Chinese dealers ditch foreign cars for homegrown EV's

After a months-long makeover this year at a car dealership on the outskirts of Shanghai, the models of Japanese luxury marque Infiniti, part of Nissan, are gone from the forecourt.

Taking their place inside a sleek new showroom are sedans and sport utility vehicles produced by Zeekr, a premium electric vehicle sub-brand of Chinese carmaking conglomerate Geely.

The new Shanghai outlet is the second to be converted into a “Zeekr House” in the past year by Yongda Auto, China’s fourth-largest dealer chain by revenue. The other facility, located in the eastern city of Changzhou, previously distributed cars under the Roewe brand created in 2006 from the ruins of British carmaker MG Rover.

Yongda provides an on-the-forecourt example of the effects of China’s pivot from petrol-powered cars to greener vehicles. Chinese car dealers are ditching foreign brands slow to respond to the electric transition, while turning to homegrown EV makers that have been gobbling up market share at a blistering pace. Dealers are also adjusting to new ways of selling such vehicles.

“Profitability and sales figures of [Infiniti and Roewe] are declining annually,” said Sun Tianya, general manager of Yongda’s EV unit. “We’re closing down those lossmaking dealerships and quickly transforming them into [outlets for] EV brands we deem promising.”

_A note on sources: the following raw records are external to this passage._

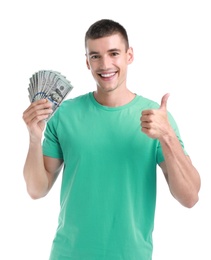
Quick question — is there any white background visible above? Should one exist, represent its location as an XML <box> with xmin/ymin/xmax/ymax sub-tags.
<box><xmin>0</xmin><ymin>0</ymin><xmax>211</xmax><ymax>260</ymax></box>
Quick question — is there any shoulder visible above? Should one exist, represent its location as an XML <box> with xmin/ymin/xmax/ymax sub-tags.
<box><xmin>60</xmin><ymin>93</ymin><xmax>90</xmax><ymax>107</ymax></box>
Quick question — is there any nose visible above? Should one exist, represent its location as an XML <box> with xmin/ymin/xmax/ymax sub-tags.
<box><xmin>100</xmin><ymin>56</ymin><xmax>111</xmax><ymax>70</ymax></box>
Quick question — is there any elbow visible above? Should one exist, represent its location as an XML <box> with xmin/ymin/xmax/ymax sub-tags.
<box><xmin>27</xmin><ymin>187</ymin><xmax>46</xmax><ymax>200</ymax></box>
<box><xmin>182</xmin><ymin>194</ymin><xmax>199</xmax><ymax>209</ymax></box>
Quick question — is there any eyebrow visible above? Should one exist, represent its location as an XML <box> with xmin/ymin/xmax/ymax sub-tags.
<box><xmin>88</xmin><ymin>48</ymin><xmax>121</xmax><ymax>55</ymax></box>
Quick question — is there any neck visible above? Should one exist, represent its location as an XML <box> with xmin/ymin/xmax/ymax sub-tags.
<box><xmin>94</xmin><ymin>89</ymin><xmax>135</xmax><ymax>107</ymax></box>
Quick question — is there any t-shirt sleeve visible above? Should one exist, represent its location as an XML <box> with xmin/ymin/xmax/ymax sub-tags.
<box><xmin>42</xmin><ymin>112</ymin><xmax>63</xmax><ymax>159</ymax></box>
<box><xmin>157</xmin><ymin>112</ymin><xmax>188</xmax><ymax>164</ymax></box>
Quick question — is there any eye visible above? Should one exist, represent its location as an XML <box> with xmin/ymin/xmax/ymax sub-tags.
<box><xmin>90</xmin><ymin>54</ymin><xmax>100</xmax><ymax>60</ymax></box>
<box><xmin>111</xmin><ymin>51</ymin><xmax>119</xmax><ymax>57</ymax></box>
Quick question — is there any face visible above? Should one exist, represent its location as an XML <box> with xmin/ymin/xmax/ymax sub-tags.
<box><xmin>86</xmin><ymin>34</ymin><xmax>133</xmax><ymax>92</ymax></box>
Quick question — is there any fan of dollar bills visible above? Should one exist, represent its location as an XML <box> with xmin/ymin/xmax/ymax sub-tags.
<box><xmin>28</xmin><ymin>70</ymin><xmax>73</xmax><ymax>120</ymax></box>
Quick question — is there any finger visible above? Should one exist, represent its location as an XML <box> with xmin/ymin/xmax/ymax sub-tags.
<box><xmin>160</xmin><ymin>93</ymin><xmax>170</xmax><ymax>110</ymax></box>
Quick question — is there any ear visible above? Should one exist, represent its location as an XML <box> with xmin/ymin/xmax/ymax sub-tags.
<box><xmin>127</xmin><ymin>47</ymin><xmax>134</xmax><ymax>64</ymax></box>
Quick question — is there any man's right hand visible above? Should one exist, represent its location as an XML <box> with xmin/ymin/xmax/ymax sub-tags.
<box><xmin>23</xmin><ymin>99</ymin><xmax>53</xmax><ymax>142</ymax></box>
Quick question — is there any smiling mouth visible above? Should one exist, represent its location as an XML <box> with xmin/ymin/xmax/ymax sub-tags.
<box><xmin>98</xmin><ymin>72</ymin><xmax>116</xmax><ymax>78</ymax></box>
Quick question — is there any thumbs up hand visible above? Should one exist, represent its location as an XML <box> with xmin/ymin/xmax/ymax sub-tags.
<box><xmin>140</xmin><ymin>94</ymin><xmax>172</xmax><ymax>140</ymax></box>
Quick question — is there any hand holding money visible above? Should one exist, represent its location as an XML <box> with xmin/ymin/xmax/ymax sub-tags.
<box><xmin>28</xmin><ymin>70</ymin><xmax>73</xmax><ymax>121</ymax></box>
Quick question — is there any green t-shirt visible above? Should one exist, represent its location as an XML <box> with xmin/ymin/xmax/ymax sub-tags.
<box><xmin>43</xmin><ymin>93</ymin><xmax>183</xmax><ymax>260</ymax></box>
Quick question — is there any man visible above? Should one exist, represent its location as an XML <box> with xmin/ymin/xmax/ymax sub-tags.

The company had terminated business with several internal combustion engine-focused mid-range foreign brands, including Chevrolet, he added.

Haipeng Group, a regional dealer chain headquartered in the eastern province of Jiangsu, moved earlier than Yongda. It has been revamping its brand portfolio since 2021, shortly after the market penetration rate of EVs and plug-in hybrids in China surpassed 5 per cent.